CAR is a receptor that regulates the response of the liver to drugs and other foreign compounds. When it is activated, the liver increases its ability to modify such compounds and eliminate them from the body. This is normally a protective response. In some cases, however, it can also result in harmful effects, for example by increasing the production of toxic byproducts like NAPQI.
Using a mouse bred to lack CAR, Moore and his co-workers showed that the receptor was critical to the medication's toxicity.
"We found out that high doses of acetaminophen activate CAR, and that CAR then activates target genes that increase toxicity," said Moore. "This generates a vicious cycle in which acetaminophen actually worsens its own toxicity. Because of the absence of this cycle, mice without CAR are partially resistant to high doses of acetaminophen."
When mice that have CAR were given a drug called androstanol, which reverses the receptor's activity, they were even more resistant to toxic effects of acetaminophen. Androstanol could even protect the liver if it was given an hour after a high does of acetaminophen. However, mice that lacked CAR showed no protective effect.

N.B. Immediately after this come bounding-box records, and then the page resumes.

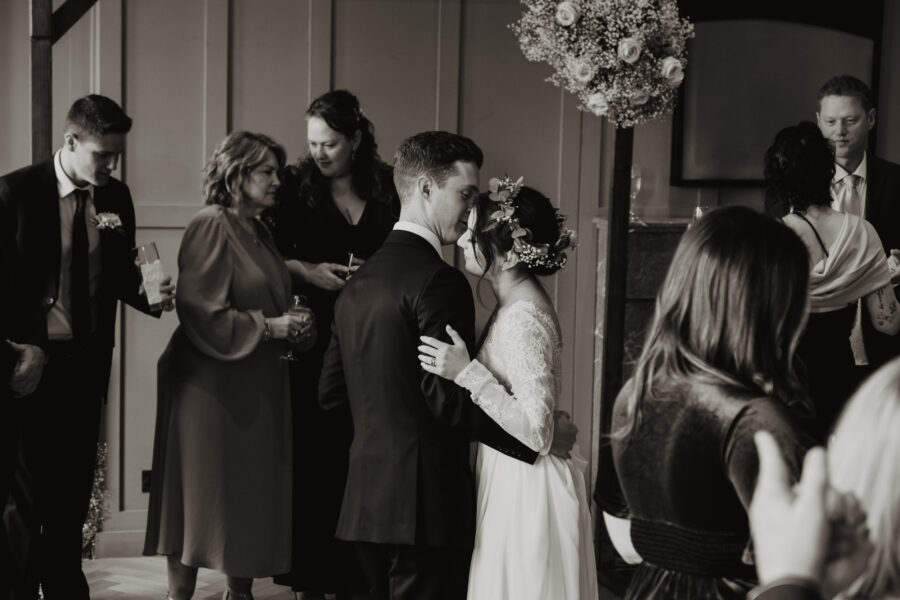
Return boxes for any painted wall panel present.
[230,0,309,160]
[332,0,440,163]
[0,1,31,173]
[123,0,205,206]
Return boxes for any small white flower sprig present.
[510,0,694,127]
[484,177,577,269]
[91,213,122,230]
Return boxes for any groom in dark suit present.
[0,95,173,600]
[816,75,900,372]
[319,131,574,600]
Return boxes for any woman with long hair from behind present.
[611,206,810,599]
[266,90,399,600]
[828,358,900,600]
[765,121,900,444]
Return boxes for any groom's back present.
[324,231,474,548]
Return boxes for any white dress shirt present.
[394,221,441,256]
[831,152,869,365]
[47,150,102,340]
[831,153,868,218]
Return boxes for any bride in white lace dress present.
[419,179,597,600]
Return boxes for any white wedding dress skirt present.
[455,300,597,600]
[468,444,597,600]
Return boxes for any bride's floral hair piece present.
[483,176,577,271]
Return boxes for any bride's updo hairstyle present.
[764,121,834,212]
[614,206,809,438]
[472,186,574,275]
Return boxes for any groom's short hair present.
[394,131,484,202]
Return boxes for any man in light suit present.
[319,131,574,600]
[816,75,900,372]
[0,95,173,600]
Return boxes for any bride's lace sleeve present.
[455,310,556,454]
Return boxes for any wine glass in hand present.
[281,295,313,361]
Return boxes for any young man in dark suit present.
[0,95,173,600]
[319,131,574,600]
[816,75,900,370]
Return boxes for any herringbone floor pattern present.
[82,556,618,600]
[82,556,294,600]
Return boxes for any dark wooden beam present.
[52,0,97,44]
[600,127,634,440]
[594,127,634,595]
[31,0,53,163]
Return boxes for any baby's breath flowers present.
[510,0,694,127]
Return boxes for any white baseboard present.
[94,529,144,558]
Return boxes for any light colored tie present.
[833,174,863,217]
[834,173,869,365]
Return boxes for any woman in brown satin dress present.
[144,132,315,600]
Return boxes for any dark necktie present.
[69,190,91,341]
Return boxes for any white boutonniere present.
[91,213,122,231]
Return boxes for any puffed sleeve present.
[455,303,557,454]
[725,398,812,508]
[176,213,265,360]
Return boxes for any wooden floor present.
[82,556,618,600]
[82,556,294,600]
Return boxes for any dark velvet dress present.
[612,383,810,600]
[265,167,399,592]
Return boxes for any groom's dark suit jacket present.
[319,231,536,549]
[0,160,149,395]
[862,154,900,369]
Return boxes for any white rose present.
[629,89,650,106]
[568,58,597,83]
[661,56,684,86]
[587,92,609,117]
[556,2,581,27]
[619,38,641,64]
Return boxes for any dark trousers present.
[0,390,22,598]
[354,542,472,600]
[6,342,105,600]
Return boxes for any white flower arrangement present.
[510,0,694,127]
[92,213,122,229]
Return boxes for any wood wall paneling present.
[0,0,604,556]
[230,0,310,159]
[123,0,205,211]
[333,0,442,163]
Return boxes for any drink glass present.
[280,294,313,361]
[134,242,166,310]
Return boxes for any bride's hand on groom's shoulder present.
[306,263,350,292]
[419,325,470,381]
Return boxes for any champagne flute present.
[131,242,166,311]
[628,164,647,227]
[279,294,313,362]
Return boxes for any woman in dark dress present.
[612,206,809,599]
[267,90,400,599]
[765,121,900,444]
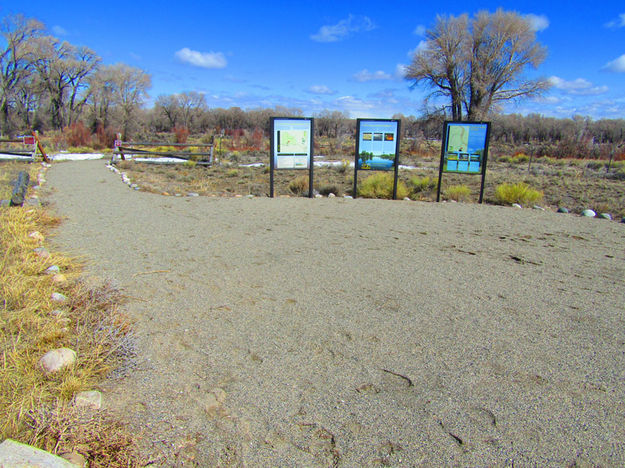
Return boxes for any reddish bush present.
[63,121,91,146]
[174,127,189,143]
[92,124,116,149]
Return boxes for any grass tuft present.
[358,172,408,200]
[495,182,543,205]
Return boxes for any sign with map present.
[356,119,399,171]
[442,122,488,174]
[272,118,312,169]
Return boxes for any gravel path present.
[48,161,625,467]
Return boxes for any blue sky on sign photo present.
[0,0,625,119]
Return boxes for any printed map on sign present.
[278,130,308,154]
[447,125,469,152]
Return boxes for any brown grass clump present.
[0,208,141,466]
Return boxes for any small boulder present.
[45,265,61,275]
[33,247,50,258]
[59,452,87,468]
[28,231,44,242]
[39,348,76,374]
[74,390,102,410]
[50,292,67,303]
[582,210,597,218]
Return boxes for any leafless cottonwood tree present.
[405,9,549,121]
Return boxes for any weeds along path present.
[48,161,625,466]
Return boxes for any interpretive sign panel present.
[436,122,490,203]
[443,122,489,174]
[356,119,399,171]
[271,118,312,169]
[353,119,400,200]
[269,117,314,197]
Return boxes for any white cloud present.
[307,85,334,95]
[524,13,549,32]
[606,13,625,28]
[602,54,625,73]
[549,76,608,96]
[413,24,425,36]
[52,25,67,36]
[310,15,376,42]
[175,47,228,68]
[354,68,392,83]
[407,41,428,58]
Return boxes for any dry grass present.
[114,157,625,219]
[0,200,143,466]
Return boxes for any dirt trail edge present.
[48,161,625,467]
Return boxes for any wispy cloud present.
[524,13,549,32]
[310,15,376,42]
[601,54,625,73]
[549,76,608,96]
[605,13,625,28]
[175,47,228,68]
[52,24,68,36]
[306,85,334,95]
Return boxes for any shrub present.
[443,185,471,201]
[495,182,543,205]
[410,176,438,193]
[358,172,408,200]
[63,121,91,146]
[174,127,189,143]
[289,176,308,196]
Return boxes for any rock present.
[0,439,76,468]
[582,210,597,218]
[60,452,87,468]
[33,247,50,258]
[74,390,102,410]
[28,231,44,242]
[50,292,67,302]
[211,387,227,404]
[52,273,67,284]
[39,348,76,374]
[44,265,61,275]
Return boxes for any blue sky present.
[0,0,625,119]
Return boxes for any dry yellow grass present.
[0,200,142,466]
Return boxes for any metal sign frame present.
[353,119,401,200]
[269,117,315,198]
[436,120,490,203]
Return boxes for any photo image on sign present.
[443,123,487,174]
[277,130,308,155]
[358,121,397,171]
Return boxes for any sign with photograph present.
[356,119,399,171]
[436,122,490,203]
[443,122,489,174]
[271,118,312,169]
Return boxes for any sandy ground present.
[48,161,625,467]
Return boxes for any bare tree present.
[0,15,43,135]
[406,10,549,120]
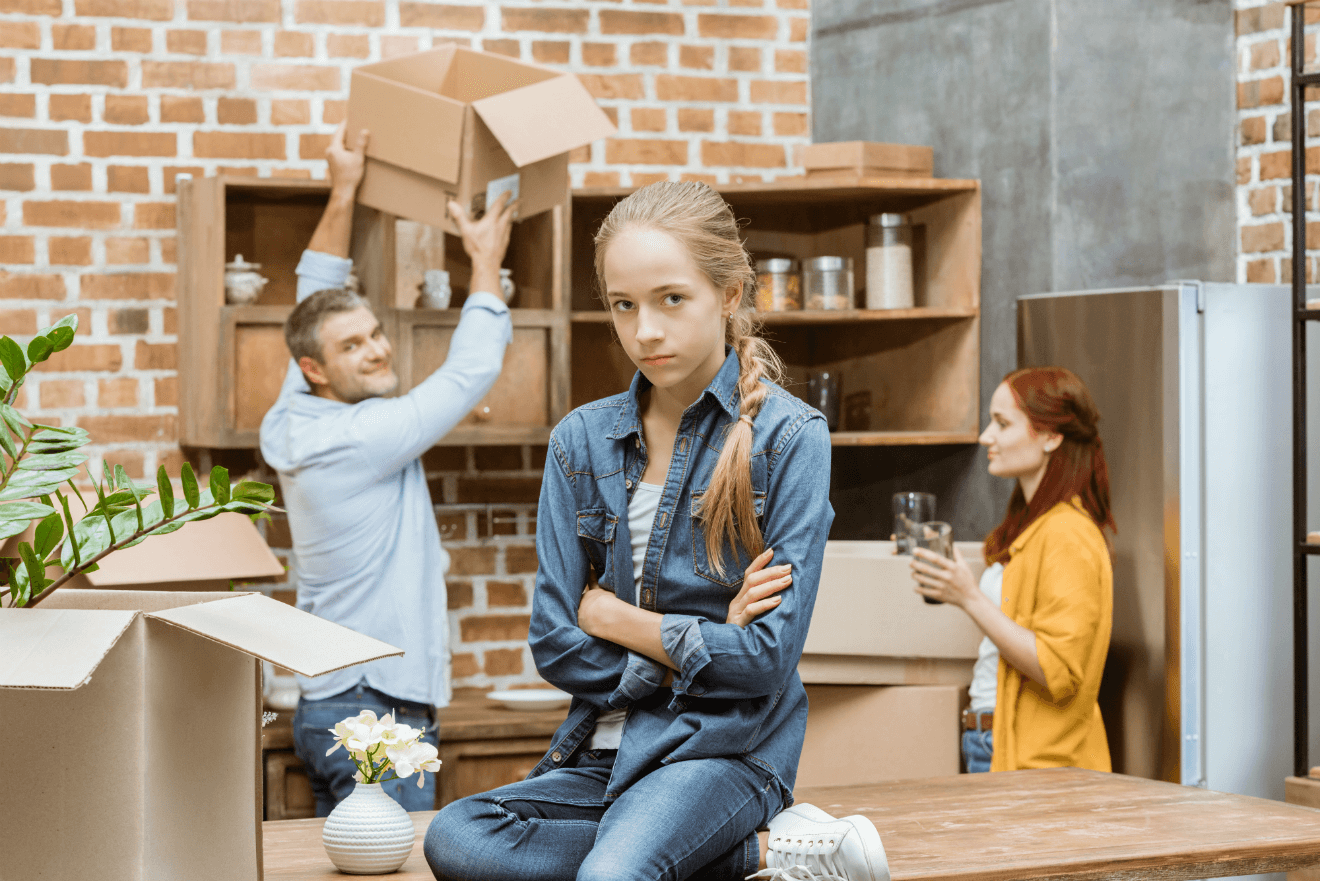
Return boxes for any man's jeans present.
[962,730,994,774]
[425,749,783,881]
[293,683,440,816]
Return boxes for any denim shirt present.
[529,351,834,804]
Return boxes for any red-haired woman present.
[912,367,1114,771]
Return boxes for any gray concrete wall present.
[810,0,1237,539]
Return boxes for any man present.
[261,125,513,816]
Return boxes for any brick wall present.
[0,0,810,687]
[1233,0,1320,284]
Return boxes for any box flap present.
[473,74,615,168]
[0,608,139,691]
[87,512,284,588]
[148,593,404,676]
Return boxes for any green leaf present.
[0,424,17,460]
[234,481,275,505]
[42,312,78,334]
[46,328,74,351]
[0,502,55,523]
[178,462,198,509]
[18,453,87,472]
[28,337,55,365]
[0,404,32,437]
[156,465,174,520]
[211,465,230,505]
[33,514,65,560]
[0,337,28,382]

The current treatment for acetaminophen overdose relies on a compound that replenishes the glutathione in the liver. This treatment is effective, provided it is given in time.
Blocking CAR "would provide a completely different approach to acetaminophen toxicity and possibly to the toxicity of other agents for which no drug treatment is currently available," said Moore.
Unfortunately, there is no drug yet that efficiently blocks the human form of CAR. Studies to identify such an inhibitor are under way.